Here at Fundación SERES, along with BCG, we have developed a methodology that is pioneering in Spain and revolves around collaborative projects, which enables developing initiatives with a multiplicative social effect, with fewer resources than those that require merely altruistic actions carried out independently.
The 5 fundamental premises and 2 criteria for collaboration to be possible
Unlike other associations, collaborative projects are based on carrying out an action plan designed and agreed upon by all participants to achieve common, previously established objectives.

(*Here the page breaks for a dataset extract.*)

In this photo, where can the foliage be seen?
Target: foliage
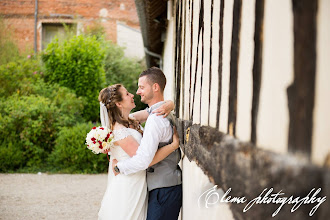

The alliance requires the contribution of the following from the partner companies:
- Resources and skills according to their differential competences
- Joint participation in its design and execution
In addition to the two basic criteria for collaboration to be possible, according to the analysis identified in the study, ally, Sumar para multiplicar (Add to multiply), there are 5 fundamental premises needed that should be present to a greater or lesser extent in any collaboration project between companies to make them viable:
- Creation of social impact
- Economic impact
- Equal participation in collaboration between companies
- Approach as a strategic project – aligned with the company’s activity
- Contribution of benefit for all partner entities
Without these premises met, it is extremely difficult for the project to achieve the desired impact and last over time.